Kalshi is the undisputed king of this flow. The company now accounts for more than 90% of U.S. prediction market activity. Its dominance was on full display last month when its weekly spot volume hit a record $2.80 billion. That single-week figure alone dwarfs the total weekly volume of many traditional financial exchanges.
Zooming out, the total notional trading volume across the entire sector was still massive. For the week ending February 8, the combined volume on tracked exchanges was $6.26 billion. This level of activity-driven-by geopolitical and economic bets, not crypto-creates the liquidity and scale that attracted a $1 billion investment at a $22 billion valuation. The fight is over who controls this flow.

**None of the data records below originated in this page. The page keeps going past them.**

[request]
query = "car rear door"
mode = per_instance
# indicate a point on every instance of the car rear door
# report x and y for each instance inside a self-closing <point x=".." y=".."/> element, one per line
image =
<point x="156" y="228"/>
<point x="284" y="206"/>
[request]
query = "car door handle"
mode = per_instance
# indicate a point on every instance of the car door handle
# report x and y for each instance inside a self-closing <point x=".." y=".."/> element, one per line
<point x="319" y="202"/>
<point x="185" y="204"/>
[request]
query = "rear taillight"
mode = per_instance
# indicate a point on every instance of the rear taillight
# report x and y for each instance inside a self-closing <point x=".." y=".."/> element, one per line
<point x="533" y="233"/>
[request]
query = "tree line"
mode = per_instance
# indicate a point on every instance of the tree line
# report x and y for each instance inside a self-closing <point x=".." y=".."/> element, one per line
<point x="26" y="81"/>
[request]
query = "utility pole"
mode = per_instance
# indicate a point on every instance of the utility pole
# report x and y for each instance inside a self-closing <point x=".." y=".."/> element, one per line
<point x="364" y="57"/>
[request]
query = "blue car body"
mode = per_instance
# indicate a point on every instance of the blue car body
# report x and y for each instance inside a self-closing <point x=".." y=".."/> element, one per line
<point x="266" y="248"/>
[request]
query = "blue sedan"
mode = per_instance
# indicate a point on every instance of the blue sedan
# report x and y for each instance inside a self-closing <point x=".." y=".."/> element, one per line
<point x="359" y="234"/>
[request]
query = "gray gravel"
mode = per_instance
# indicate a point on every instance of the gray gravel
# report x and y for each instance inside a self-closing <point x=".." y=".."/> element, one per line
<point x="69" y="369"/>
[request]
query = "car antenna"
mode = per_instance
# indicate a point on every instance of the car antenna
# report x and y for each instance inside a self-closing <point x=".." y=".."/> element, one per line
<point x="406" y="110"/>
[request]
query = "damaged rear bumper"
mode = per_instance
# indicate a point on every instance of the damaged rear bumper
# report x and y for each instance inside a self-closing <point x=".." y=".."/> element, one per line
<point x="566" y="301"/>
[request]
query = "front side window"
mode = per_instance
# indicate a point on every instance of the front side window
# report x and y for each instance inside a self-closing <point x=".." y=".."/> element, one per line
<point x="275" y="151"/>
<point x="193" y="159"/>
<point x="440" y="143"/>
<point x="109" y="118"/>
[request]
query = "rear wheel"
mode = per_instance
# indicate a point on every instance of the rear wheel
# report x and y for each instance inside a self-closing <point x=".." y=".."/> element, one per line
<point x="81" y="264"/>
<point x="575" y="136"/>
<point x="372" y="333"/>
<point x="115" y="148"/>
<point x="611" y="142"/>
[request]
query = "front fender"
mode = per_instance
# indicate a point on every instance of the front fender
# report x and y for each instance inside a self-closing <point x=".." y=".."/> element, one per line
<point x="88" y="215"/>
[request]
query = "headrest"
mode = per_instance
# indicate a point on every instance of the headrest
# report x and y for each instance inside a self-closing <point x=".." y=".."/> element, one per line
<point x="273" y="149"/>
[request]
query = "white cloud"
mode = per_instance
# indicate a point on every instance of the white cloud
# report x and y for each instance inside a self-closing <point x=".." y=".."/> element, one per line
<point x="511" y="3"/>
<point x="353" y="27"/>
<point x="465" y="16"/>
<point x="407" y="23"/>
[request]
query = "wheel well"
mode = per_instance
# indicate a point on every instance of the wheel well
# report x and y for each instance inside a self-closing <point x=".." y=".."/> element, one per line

The Catalyst and the Risk: A Court Decision vs. A $1.2B Regulatory Cost
The immediate test is a court decision. The case is now in the U.S. Court of Appeals for the Sixth Circuit, where the CFTC filed its amicus brief on May 12. This appeal challenges the district court's earlier rejection of Kalshi's bid for a preliminary injunction. The catalyst is the appeals court's review of whether federal derivatives law can override state sports gambling rules.
The key financial risk is a state-level regulatory crackdown. A coalition of 41 attorneys general argues that prediction markets are gambling and belong under state jurisdiction. They contend these platforms have become unregulated sportsbooks that pose public health and financial risks. If the court sides with Ohio and the states, it could trigger a wave of state-by-state licensing demands.
The direct cost of that regulatory fragmentation could be massive. The central risk is a $1.2 billion cost on the market. This figure represents the potential financial burden of complying with a patchwork of state laws, including licensing fees, legal expenses, and operational overhead. For a $22 billion valuation built on national scale, a $1.2 billion regulatory cost is a material threat to the entire investment thesis.